Emil Williams spent his days caring for patients at a nonprofit in the Bronx. He was a kind neighbor and friendly face on his street in Great Neck, on Long Island. Next month, he would have celebrated his 80th birthday.
But he had been reported missing in Nassau County on Tuesday, and that evening the police fatally shot him after he walked up to a Queens station house and pointed a gun at an officer outside, the authorities said.
Mr. Williams’s identity, which the New York Police Department has not released, was confirmed by two law enforcement officers and an internal police report obtained by The New York Times.
The confrontation at the station was over in a matter of seconds, according to the police, but the broader circumstances leading up to Mr. Williams’s death, and his state of mind before the encounter, remained murky on Thursday.
Mr. Williams was shot multiple times just before 7 p.m. on Tuesday outside the 111th Precinct station house in the Bayside neighborhood of Queens, Philip Rivera, the department’s chief of patrol, said during a news conference on Tuesday night. Mr. Williams had gotten out of a nearby car and walked over to the station, where he suddenly pulled out a gun and aimed it an officer who was providing security outside, Chief Rivera said.
The officer told Mr.

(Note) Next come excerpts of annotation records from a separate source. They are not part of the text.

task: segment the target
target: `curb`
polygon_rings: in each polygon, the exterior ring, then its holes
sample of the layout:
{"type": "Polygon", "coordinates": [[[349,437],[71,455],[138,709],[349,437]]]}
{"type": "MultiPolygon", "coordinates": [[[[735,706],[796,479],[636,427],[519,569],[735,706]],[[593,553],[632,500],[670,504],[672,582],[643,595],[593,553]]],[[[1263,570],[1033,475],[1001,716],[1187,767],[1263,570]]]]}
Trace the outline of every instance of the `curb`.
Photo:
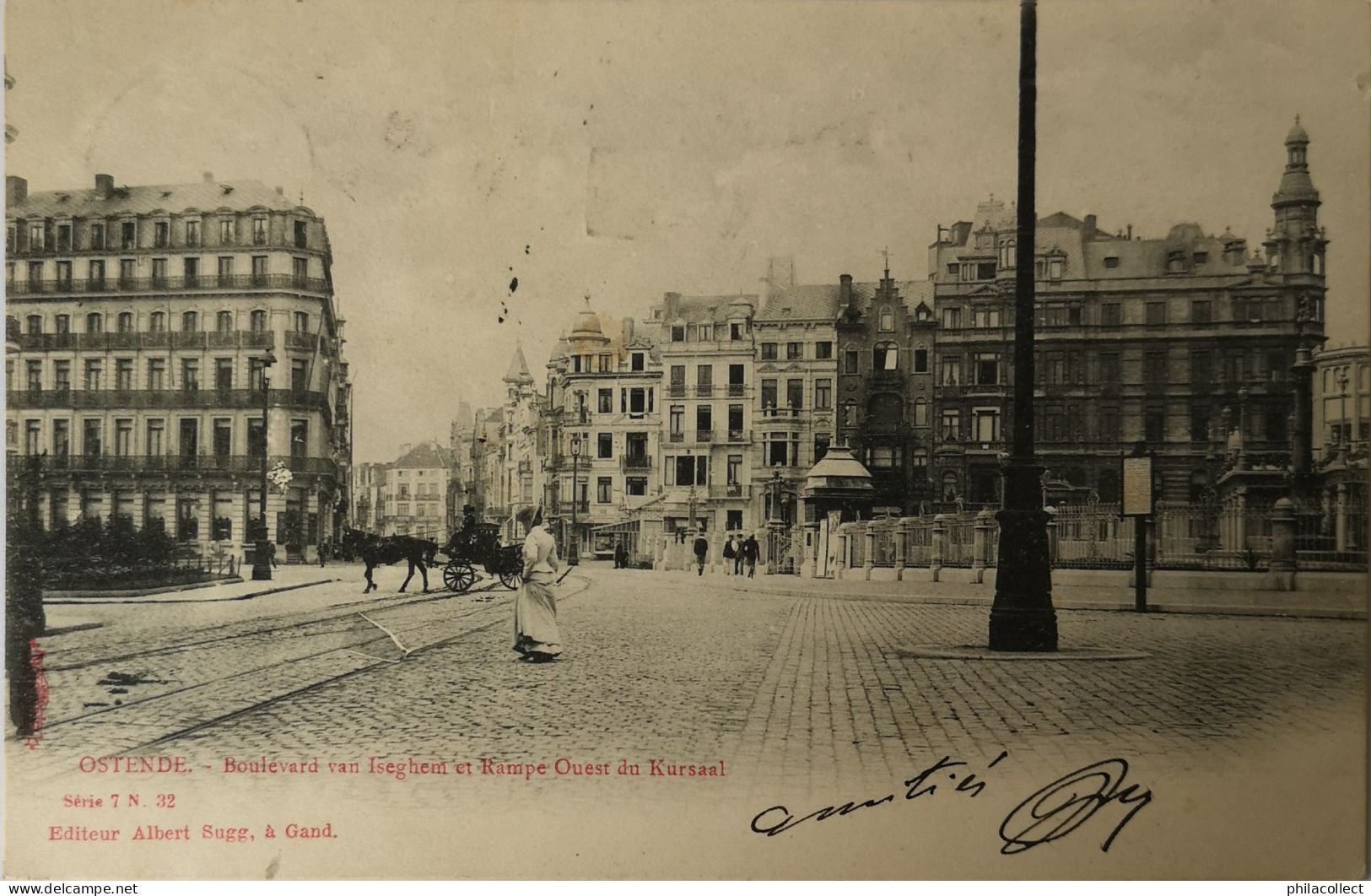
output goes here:
{"type": "Polygon", "coordinates": [[[158,588],[122,588],[117,590],[92,590],[89,588],[75,590],[44,590],[43,599],[51,596],[56,600],[81,600],[85,597],[145,597],[148,595],[169,595],[177,590],[195,590],[197,588],[218,588],[219,585],[241,585],[241,575],[226,575],[208,582],[191,582],[188,585],[160,585],[158,588]]]}
{"type": "Polygon", "coordinates": [[[232,597],[189,597],[185,600],[136,600],[126,599],[121,600],[118,597],[67,597],[63,600],[44,600],[44,604],[52,606],[92,606],[92,604],[218,604],[230,600],[250,600],[252,597],[265,597],[267,595],[280,595],[287,590],[298,590],[300,588],[314,588],[315,585],[328,585],[330,582],[341,582],[341,578],[321,578],[313,582],[300,582],[298,585],[281,585],[280,588],[266,588],[263,590],[250,592],[247,595],[234,595],[232,597]]]}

Williams to put the gun down and called for backup. As more officers arrived, Mr. Williams kept the gun pointed at the officer, Chief Rivera said.
In seconds, four officers fired their guns at Mr. Williams, striking him several times. He was transported to NewYork-Presbyterian Hospital, where he was pronounced dead.

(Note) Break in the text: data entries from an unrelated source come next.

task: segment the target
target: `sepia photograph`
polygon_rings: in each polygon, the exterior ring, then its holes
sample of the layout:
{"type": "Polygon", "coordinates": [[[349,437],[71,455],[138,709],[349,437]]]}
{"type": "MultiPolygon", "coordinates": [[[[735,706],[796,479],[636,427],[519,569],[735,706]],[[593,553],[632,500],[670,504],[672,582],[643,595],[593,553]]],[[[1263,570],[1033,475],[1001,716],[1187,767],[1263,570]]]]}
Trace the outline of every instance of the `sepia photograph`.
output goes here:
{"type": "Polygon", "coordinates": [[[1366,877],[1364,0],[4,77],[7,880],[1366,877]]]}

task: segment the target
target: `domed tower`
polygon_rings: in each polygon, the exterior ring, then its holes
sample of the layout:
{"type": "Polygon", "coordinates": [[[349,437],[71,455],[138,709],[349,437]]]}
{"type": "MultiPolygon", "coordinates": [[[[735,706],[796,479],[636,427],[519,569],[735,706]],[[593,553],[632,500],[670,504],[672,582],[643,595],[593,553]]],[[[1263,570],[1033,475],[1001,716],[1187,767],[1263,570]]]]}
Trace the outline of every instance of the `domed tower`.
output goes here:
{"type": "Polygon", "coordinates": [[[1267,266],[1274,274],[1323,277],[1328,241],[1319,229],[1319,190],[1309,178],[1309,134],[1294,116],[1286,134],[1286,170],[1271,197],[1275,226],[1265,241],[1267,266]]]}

The officers involved in the encounter were also taken to a nearby hospital for evaluation.
“Our officers are confronted with extremely dangerous and unpredictable situations,” Chief Rivera said during the news conference. “They attempted to de-escalate this situation multiple times.”

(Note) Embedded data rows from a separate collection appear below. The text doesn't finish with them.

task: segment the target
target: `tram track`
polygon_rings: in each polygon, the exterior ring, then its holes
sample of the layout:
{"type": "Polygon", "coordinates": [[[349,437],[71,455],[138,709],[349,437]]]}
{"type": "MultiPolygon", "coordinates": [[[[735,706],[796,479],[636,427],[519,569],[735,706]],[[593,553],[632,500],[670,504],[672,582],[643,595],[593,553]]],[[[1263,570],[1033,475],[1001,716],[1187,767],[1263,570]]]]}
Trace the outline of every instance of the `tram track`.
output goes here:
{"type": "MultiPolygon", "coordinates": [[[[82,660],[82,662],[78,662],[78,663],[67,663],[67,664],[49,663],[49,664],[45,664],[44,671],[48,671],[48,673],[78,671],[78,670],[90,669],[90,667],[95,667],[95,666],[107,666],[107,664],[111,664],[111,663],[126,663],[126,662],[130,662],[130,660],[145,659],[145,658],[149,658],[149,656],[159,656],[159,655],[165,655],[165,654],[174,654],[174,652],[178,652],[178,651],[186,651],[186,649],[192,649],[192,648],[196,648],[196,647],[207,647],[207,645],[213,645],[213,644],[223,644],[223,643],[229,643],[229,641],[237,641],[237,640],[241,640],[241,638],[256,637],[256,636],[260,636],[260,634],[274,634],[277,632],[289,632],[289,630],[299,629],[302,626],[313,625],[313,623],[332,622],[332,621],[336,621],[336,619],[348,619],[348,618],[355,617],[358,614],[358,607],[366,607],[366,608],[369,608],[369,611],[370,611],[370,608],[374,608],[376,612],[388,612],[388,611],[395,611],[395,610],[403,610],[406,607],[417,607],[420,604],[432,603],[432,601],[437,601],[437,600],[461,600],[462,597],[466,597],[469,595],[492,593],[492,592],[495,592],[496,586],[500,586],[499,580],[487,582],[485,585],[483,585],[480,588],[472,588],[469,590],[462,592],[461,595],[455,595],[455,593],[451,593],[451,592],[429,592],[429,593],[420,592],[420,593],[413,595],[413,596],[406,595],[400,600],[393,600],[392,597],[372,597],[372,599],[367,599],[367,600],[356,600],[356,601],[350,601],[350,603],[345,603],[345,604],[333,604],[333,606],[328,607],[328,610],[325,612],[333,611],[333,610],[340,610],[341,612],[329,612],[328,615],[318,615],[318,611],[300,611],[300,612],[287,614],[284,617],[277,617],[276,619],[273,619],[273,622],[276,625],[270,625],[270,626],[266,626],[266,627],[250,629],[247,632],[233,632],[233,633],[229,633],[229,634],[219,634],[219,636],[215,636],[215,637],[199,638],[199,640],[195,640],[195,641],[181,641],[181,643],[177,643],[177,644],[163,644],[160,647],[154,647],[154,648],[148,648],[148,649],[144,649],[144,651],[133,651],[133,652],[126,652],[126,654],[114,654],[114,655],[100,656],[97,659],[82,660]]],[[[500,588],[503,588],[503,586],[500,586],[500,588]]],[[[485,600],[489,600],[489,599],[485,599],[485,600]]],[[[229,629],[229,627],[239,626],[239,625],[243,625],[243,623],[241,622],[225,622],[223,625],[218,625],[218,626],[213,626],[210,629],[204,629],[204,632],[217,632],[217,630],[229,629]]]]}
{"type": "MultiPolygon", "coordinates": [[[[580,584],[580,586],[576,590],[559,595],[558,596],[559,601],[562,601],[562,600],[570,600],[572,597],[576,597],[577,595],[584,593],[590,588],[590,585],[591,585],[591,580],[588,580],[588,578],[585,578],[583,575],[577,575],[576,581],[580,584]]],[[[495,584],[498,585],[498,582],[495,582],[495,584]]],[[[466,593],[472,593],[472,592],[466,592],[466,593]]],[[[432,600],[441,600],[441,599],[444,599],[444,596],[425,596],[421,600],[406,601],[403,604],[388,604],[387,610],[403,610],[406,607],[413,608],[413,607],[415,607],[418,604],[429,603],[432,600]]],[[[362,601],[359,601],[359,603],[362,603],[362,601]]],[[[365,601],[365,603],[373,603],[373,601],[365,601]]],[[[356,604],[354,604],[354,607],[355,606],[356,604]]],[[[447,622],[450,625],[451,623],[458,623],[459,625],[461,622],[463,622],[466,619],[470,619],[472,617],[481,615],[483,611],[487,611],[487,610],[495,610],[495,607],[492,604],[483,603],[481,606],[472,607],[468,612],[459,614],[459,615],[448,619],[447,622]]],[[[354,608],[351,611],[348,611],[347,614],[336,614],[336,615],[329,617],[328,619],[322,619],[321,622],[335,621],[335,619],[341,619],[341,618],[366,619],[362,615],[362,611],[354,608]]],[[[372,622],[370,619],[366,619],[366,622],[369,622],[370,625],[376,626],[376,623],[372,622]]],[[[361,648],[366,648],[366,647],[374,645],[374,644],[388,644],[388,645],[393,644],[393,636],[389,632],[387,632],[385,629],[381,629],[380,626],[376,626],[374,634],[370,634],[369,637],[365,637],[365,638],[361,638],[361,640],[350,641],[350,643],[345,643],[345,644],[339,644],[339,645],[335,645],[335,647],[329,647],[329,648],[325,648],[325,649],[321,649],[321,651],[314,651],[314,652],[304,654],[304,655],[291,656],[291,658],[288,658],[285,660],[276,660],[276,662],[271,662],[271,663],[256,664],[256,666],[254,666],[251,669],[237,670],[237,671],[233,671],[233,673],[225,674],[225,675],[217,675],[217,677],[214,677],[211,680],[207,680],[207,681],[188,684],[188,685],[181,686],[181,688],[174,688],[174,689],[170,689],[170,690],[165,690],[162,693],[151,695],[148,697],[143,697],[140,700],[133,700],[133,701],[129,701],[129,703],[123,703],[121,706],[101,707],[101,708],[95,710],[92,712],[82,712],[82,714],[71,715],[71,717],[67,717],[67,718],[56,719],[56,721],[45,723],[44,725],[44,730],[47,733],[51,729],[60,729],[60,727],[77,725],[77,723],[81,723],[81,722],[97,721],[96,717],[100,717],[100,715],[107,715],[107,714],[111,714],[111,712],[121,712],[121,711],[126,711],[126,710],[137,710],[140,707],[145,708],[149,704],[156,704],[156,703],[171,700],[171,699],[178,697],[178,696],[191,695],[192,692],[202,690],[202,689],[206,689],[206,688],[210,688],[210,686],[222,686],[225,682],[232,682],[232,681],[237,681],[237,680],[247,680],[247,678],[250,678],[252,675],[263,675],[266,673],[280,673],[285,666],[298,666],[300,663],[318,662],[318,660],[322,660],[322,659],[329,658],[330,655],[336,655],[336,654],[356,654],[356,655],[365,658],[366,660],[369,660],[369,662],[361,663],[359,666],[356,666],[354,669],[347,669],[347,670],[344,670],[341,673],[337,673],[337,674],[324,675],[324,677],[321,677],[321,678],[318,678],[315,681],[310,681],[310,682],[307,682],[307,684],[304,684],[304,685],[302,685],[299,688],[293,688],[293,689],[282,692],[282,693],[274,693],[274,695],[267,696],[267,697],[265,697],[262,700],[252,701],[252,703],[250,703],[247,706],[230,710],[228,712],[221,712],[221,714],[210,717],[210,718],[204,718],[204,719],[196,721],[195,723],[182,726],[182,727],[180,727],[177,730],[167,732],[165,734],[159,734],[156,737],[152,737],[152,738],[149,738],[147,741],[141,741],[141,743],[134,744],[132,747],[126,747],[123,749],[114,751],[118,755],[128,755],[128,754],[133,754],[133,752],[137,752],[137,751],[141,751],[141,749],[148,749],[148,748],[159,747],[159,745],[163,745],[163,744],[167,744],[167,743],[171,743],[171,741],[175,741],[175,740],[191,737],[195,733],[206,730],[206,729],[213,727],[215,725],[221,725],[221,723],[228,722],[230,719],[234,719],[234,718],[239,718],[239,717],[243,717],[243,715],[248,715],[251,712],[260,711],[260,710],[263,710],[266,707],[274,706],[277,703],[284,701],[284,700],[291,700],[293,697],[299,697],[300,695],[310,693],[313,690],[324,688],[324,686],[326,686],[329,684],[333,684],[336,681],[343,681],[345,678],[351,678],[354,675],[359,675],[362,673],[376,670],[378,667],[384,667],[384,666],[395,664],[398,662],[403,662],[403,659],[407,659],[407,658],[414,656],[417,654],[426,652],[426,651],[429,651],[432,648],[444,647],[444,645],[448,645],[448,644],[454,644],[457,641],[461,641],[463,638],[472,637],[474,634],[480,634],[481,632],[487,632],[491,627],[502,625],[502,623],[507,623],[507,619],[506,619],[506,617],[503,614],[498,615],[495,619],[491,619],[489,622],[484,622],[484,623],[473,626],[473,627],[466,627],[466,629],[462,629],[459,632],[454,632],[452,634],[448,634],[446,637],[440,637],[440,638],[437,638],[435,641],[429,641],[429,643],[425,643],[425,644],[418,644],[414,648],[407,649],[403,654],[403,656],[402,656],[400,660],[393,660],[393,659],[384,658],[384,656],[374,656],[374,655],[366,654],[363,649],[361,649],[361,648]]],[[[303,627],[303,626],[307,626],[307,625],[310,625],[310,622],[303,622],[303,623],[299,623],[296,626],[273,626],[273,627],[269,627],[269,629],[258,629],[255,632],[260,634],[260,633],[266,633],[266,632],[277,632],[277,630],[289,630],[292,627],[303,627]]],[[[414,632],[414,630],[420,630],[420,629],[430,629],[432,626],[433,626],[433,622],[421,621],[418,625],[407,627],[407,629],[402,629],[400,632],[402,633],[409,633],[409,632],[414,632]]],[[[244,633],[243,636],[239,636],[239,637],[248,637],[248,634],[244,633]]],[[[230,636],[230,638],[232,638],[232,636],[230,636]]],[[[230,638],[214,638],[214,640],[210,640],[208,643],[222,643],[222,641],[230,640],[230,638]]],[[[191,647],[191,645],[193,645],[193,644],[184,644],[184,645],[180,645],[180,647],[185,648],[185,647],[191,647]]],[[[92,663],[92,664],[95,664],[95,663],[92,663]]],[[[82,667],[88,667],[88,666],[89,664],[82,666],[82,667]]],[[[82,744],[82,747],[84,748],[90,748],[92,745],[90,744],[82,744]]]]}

Mr. Williams’s home in Great Neck, a town on Long Island’s North Shore, was just a few miles from the Queens station house. He worked as physician assistant at Vocational Instruction Project Community Services, a nonprofit providing health care, addiction support and housing to people in the Bronx.
Inez Sieben, the organization’s chief strategy officer, described Mr. Williams as a “stellar staff member” who had taken great care with patients, many of whom came from underserved communities.
“I think that says a lot about his commitment and his caring for people,” Ms. Sieben said on Wednesday, adding: “We’re all just very saddened by the turn of events, and definitely extend our condolences to his family.”
Before Mr. Williams turned up at the police station on Tuesday, he had been reported missing in Nassau County, a region that includes Great Neck, according to the law enforcement officers and the internal police report. The missing person alert for him indicated that he had suffered from “poor mental health,” according to the internal report, but it was not immediately clear if Mr. Williams was suffering from mental distress at the time of the shooting.
At the news conference on Tuesday, Chief Rivera said the police were investigating whether Mr. Williams had intended to kill himself by forcing officers to use deadly force, a phenomenon known as “suicide by cop.”
The encounter was the second police shooting in New York City in 12 hours.
The police returned fire Tuesday morning after a man shot at them while they were executing a search warrant for a gun at the Vladeck Houses on the Lower East Side of Manhattan, officials said. A detective was shot in the left shoulder, and the man was struck in his left side. They were transported to Bellevue Hospital, and both are expected to survive, officials said.
In Great Neck on Wednesday night, Mr. Williams’s gabled two-story house appeared empty and the wooded street was dark except for house lights.
Two women who pulled a car into the home’s driveway around 8 p.m. declined to comment as they went inside.
One house over, Jose Quispe, 47, said he was “in shock” at the news of Mr. Williams’s death. Mr. Quispe, who works in construction, said that when he moved to the block 18 years ago, Mr. Williams and his wife were already living in the house next door. The neighbors saw one another regularly when hauling trash bins to the curb or heading to work, Mr. Quispe said. He described Mr. Williams as “a good neighbor” and said everything about him had been “normal.”
“He was a nice man,” Mr. Quispe said as he stood in his doorway on the darkened street. “He said ‘Hello, how are you?,’ asked me about my family.”
Just down the hill, where some of Mr. Quispe’s relatives live, his 15-year-old niece spoke fondly of Mr. Williams and his wife.
“They’re a really nice family,” she said.